ГЛАВА II
Эдвард Пирсон испугался охватившего его чувства и, выйдя из утопающей в сумерках детской, тихо проскользнул в свою комнату и опустился на колени возле кровати, еще весь во власти того видения, которое только что предстало перед ним. Фигура юной мадонны в синем одеянии, нимб ее светлых волос; спящее дитя в мягкой полутьме; тишина, обожание, которыми, казалось, была наполнена белая комната! К нему пришло и другое видение из прошлого: его дитя — Ноэль — спит, на руках матери, а он стоит рядом, потрясенный, возносящий хвалу богу. Все прошло, стало потусторонним — все торжественно-прекрасное, что составляет красоту жизни, прошло и уступило место мучительной действительности. Ах! Жить только внутренним созерцанием и только восхищением божественной красотой, какое он только что испытал!

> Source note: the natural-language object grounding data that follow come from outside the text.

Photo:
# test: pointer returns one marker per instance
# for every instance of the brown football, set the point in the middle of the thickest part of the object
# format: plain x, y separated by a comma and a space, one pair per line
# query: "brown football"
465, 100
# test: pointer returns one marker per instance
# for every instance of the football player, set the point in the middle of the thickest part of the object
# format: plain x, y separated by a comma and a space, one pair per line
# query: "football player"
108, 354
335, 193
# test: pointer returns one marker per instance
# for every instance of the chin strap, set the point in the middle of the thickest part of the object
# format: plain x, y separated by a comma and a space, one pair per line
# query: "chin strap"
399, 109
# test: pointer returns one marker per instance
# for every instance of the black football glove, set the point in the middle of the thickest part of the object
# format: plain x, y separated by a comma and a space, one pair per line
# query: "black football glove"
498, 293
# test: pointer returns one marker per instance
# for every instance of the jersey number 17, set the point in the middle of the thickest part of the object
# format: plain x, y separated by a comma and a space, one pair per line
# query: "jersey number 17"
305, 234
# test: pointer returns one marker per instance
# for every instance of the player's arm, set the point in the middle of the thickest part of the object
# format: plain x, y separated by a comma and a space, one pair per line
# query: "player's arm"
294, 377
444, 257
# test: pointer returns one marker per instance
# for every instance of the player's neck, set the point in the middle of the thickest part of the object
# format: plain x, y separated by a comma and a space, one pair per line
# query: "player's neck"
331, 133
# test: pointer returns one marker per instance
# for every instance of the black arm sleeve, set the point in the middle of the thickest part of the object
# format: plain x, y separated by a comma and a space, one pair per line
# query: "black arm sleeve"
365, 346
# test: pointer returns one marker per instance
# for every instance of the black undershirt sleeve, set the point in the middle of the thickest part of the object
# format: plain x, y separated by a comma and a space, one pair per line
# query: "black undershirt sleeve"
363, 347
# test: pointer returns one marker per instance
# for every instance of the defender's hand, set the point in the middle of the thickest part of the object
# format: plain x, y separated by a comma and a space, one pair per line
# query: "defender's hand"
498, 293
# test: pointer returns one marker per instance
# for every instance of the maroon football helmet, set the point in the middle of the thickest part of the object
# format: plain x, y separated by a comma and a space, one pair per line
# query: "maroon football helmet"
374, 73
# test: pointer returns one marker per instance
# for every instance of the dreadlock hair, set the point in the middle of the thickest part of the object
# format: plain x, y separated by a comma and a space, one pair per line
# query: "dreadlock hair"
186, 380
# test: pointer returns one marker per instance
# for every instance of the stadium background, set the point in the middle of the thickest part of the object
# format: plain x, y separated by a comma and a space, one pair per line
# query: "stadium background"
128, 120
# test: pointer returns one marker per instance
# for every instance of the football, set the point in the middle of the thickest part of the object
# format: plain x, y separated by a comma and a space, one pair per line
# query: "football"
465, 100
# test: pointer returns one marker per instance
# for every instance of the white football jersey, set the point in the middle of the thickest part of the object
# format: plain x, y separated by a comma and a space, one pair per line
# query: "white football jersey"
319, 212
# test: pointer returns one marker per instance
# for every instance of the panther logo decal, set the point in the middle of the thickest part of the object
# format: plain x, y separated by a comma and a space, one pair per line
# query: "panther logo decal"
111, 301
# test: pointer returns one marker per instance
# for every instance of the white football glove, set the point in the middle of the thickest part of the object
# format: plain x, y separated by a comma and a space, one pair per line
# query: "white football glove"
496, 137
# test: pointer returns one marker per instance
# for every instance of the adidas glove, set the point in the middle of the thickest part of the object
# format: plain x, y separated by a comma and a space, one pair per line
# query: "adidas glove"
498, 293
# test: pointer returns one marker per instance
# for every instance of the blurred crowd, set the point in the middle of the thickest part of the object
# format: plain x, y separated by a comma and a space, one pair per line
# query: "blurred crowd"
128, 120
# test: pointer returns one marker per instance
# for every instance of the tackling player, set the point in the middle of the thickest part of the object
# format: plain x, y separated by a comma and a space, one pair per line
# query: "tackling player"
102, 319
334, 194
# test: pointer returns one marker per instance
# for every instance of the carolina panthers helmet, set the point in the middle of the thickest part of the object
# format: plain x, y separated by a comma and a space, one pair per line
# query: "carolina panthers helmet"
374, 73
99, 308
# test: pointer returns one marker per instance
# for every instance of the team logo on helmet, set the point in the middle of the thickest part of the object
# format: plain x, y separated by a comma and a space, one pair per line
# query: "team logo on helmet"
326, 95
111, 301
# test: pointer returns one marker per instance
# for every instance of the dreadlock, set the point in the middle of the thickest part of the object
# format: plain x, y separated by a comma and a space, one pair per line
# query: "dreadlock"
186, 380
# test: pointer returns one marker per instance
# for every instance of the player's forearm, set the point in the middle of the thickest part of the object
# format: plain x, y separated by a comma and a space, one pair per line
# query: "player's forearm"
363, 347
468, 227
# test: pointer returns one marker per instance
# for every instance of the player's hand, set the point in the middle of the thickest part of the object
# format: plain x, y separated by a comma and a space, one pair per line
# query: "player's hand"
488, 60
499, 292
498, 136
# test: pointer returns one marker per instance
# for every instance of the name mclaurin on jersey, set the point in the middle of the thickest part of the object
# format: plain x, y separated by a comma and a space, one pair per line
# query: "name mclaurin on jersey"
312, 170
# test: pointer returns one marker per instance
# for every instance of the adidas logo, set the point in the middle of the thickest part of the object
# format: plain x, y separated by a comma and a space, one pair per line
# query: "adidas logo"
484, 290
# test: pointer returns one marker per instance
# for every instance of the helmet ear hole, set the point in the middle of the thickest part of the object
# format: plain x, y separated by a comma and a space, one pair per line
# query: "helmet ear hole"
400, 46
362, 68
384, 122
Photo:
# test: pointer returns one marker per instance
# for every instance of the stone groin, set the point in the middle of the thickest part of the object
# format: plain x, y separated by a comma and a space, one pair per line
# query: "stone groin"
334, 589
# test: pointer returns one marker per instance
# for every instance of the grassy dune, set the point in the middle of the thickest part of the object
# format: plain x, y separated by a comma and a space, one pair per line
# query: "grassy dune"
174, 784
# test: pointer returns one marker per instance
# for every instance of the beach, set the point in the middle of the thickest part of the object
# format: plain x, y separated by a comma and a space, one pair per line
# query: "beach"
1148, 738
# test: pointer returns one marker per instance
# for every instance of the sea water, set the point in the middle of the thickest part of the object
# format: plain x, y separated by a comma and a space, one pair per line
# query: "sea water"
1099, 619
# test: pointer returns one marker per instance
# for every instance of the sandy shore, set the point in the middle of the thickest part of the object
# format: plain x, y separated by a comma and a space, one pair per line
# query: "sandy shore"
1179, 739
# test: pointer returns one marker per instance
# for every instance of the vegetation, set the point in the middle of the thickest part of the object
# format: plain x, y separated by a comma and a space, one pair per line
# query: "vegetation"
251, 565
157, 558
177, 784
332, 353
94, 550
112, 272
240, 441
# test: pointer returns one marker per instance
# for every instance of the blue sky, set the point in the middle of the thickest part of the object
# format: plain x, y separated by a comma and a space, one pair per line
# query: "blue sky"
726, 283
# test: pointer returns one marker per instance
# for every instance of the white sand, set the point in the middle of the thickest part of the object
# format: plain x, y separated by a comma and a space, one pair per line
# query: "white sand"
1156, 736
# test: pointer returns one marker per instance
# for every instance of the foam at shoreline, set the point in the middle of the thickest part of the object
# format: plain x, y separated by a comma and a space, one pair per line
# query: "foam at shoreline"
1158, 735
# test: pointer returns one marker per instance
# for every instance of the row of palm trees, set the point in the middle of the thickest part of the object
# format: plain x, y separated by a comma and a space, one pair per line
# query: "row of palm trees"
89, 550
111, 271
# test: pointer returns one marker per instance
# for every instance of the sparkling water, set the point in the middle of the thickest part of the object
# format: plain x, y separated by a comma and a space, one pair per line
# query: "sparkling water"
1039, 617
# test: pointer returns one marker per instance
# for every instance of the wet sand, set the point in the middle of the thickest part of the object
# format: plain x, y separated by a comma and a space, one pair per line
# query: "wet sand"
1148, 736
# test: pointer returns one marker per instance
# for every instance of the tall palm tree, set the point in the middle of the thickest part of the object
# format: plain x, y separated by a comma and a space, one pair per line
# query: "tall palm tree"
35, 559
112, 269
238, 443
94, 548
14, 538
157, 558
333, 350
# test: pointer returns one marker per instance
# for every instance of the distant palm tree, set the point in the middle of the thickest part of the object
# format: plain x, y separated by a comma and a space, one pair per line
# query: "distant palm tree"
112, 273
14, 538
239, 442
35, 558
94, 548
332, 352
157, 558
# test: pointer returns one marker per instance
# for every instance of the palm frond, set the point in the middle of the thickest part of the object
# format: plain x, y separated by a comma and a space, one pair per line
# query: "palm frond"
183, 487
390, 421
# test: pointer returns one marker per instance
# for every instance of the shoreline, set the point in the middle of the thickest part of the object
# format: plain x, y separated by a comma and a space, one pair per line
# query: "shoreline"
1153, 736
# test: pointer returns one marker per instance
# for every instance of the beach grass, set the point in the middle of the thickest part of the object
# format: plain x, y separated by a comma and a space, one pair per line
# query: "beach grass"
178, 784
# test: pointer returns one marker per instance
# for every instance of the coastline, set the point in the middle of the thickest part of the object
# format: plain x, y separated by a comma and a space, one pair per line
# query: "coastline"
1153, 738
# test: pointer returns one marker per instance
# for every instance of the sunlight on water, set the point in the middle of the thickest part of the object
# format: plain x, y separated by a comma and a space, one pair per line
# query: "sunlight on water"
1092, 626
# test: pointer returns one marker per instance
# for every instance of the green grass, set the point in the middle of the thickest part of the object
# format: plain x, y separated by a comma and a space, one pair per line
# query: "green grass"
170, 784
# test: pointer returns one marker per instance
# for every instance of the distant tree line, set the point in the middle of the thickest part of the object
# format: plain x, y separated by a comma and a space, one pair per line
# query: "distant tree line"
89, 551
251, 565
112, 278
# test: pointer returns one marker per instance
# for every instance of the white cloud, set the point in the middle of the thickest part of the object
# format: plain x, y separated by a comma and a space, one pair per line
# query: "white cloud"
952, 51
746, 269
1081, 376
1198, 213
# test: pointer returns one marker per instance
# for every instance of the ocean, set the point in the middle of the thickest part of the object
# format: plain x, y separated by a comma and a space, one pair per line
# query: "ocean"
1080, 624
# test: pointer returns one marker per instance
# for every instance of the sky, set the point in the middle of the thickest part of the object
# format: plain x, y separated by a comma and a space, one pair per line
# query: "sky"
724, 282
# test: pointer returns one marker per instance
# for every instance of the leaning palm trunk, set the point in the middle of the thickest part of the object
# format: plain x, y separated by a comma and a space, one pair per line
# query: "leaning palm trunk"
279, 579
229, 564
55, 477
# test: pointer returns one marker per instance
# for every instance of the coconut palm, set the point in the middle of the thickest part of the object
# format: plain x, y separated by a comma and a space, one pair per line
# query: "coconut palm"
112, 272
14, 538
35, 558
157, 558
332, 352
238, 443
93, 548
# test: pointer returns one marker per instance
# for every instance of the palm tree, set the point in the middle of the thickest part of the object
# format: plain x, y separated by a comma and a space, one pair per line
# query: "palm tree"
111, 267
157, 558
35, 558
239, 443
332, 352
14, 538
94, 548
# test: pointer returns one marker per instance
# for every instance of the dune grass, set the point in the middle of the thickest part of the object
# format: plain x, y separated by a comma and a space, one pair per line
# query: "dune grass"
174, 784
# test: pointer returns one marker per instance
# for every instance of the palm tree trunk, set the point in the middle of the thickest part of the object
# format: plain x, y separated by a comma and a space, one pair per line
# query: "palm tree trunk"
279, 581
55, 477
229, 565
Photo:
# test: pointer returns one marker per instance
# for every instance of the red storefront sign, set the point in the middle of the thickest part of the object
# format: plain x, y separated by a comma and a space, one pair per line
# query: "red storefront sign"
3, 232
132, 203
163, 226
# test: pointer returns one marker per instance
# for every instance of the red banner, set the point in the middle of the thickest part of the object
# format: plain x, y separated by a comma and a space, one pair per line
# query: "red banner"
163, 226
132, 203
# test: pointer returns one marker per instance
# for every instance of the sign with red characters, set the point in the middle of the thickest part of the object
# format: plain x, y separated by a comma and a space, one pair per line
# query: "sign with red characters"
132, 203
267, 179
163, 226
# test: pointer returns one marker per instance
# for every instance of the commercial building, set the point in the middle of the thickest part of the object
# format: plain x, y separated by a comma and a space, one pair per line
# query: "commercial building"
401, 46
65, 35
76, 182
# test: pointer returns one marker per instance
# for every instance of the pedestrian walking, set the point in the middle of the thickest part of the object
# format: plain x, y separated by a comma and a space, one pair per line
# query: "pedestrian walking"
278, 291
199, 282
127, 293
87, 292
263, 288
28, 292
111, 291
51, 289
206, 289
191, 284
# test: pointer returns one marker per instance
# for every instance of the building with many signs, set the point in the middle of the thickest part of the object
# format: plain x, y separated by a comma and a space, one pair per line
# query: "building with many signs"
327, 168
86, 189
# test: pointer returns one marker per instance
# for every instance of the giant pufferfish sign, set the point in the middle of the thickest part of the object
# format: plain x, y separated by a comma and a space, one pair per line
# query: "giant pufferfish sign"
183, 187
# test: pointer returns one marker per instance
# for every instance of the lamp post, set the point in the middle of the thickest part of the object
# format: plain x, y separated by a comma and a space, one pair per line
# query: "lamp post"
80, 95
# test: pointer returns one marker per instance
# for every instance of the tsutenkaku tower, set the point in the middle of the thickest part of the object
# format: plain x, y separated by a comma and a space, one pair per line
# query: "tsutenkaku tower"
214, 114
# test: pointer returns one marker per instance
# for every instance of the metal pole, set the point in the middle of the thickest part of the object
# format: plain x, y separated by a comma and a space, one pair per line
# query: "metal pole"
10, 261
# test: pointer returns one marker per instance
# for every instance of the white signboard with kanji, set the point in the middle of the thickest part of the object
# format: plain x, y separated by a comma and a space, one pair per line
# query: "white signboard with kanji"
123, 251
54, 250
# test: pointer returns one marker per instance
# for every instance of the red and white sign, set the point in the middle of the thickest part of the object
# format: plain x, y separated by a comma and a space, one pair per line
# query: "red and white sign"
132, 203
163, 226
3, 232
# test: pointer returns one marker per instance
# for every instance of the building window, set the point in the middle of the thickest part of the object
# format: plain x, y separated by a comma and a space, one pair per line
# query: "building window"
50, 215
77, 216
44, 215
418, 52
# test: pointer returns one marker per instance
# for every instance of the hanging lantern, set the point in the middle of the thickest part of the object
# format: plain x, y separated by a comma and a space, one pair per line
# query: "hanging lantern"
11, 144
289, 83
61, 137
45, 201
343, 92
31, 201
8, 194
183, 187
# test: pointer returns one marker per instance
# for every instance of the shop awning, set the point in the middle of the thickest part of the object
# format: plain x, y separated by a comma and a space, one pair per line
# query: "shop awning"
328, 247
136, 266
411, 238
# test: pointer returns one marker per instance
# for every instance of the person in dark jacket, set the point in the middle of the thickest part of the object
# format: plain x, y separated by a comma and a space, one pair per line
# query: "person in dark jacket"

Пока он стоял на коленях в своей узкой, похожей на монашескую келью комнате, будильник отстукивал минуты и вечерние сумерки сменялись темнотой. Но он все еще не поднимался с колен, как бы страшась вернуться к мирской повседневности, встретиться с ней лицом к лицу, услышать мирские толки, соприкоснуться со всем грубым, вульгарным, непристойным. Как защитить от этого свое дитя? Как охранить от всего этого ее жизнь, ее душу, которая вот-вот должна погрузиться в холодные, жестокие житейские волны?.. Но вот прозвучал гонг, и он спустился вниз.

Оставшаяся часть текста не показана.